Nations are machines. You and your life are just a piece in that machine. The machine organizes the population and the resources to make massive amounts of money for the owners. Although this seems obvious, it's not accepted by the masses because it would be soul killing. Therefore, they invest the machine with furious spiritual attributes that can be worshipped in song, praise, and mythology. Voluntarily!

This effect was totally missed by all dystopian futurists of the 20th century. They all assumed people would have to be forced into a servitude managed by Big Brotherish entities. To the contrary they relish the opportunity to go fight other machines.

Sent from my SM-T330NU using Tapatalk

 

That's funny.  It sounds like a sci-fi rendition of a real man's paranoia.

 

"... because it would be soul-killing."

 

This is not necessarily true for a very large segment of the population.  Most people's souls are not killed because others do (or want to) make a profit on them.  Most people's souls aren't killed because the rules of law direct the flow of money, even though the ebb seems to be, at least to money-driven people, what they get.

 

 

You (inadvertantly) revised my premise.
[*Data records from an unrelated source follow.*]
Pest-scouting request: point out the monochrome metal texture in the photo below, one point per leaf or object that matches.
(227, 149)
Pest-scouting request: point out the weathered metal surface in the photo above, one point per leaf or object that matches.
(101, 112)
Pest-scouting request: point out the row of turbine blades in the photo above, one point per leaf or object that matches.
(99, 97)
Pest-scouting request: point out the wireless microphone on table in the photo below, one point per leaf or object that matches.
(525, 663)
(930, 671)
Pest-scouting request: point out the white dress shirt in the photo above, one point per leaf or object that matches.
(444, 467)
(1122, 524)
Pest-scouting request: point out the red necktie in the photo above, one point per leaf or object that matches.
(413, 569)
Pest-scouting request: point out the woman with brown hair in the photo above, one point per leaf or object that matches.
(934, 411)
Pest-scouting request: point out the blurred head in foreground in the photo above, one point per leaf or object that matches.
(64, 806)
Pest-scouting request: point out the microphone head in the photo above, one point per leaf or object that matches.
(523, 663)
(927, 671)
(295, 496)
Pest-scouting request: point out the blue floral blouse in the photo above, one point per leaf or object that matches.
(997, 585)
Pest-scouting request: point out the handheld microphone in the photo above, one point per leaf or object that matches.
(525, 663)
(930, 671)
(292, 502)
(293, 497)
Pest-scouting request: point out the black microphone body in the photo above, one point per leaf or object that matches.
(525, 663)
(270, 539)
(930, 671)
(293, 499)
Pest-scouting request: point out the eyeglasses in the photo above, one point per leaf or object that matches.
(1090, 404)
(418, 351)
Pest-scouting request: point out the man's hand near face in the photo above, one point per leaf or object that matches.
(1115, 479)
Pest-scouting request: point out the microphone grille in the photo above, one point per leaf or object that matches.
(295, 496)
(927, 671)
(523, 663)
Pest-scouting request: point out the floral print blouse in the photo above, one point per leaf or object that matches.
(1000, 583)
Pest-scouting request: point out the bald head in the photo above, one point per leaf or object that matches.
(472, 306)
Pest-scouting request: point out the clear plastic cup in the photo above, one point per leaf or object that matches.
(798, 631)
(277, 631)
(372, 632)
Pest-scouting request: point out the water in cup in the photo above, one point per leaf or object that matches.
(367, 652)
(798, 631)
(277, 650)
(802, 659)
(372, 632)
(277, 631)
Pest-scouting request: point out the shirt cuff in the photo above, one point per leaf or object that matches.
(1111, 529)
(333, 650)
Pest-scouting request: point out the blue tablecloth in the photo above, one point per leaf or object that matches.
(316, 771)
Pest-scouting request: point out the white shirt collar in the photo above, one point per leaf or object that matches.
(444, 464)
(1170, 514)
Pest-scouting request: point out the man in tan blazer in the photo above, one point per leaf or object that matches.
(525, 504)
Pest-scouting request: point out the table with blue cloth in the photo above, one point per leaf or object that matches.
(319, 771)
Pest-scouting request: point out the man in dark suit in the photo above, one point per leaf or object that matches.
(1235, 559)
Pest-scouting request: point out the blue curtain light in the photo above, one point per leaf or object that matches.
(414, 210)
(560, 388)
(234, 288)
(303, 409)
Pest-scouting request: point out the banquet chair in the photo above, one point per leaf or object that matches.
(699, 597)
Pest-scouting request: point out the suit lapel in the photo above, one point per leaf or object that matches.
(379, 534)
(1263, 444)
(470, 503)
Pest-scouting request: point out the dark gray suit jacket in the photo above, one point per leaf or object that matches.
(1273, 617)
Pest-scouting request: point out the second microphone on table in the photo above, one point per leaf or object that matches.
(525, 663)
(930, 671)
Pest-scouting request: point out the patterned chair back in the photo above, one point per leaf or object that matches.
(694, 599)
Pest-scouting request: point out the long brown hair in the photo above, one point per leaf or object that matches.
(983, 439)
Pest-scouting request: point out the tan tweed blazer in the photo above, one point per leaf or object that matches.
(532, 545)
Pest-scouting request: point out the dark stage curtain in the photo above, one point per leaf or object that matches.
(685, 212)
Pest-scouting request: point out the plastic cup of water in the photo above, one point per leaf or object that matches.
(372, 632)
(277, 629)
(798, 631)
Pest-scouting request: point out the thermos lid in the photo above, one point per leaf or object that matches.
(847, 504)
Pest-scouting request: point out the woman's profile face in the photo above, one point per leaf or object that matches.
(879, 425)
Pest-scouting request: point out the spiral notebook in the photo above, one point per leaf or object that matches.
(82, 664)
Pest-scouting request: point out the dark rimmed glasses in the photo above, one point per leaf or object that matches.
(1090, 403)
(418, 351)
I didn't say it was soul killing to realize others made money from you. I said it would be soul killing to come to the understanding that you were literally and actually a "machine part" in a machine purpose constructed by others, operated for their sole benefit. 

 

I only know two people in my whole life who understood this fully. The majority, think it is a metaphor and use phrases like "rat race"  or "daily grind" or "working for the man," but they don't comprehend the actual physics of the situation. They still go out and act as though that was not the truth. They still embrace radical idealism like democracy and freedom. They embrace the poison offered them, they vote with vigor and hope, they embrace the authority.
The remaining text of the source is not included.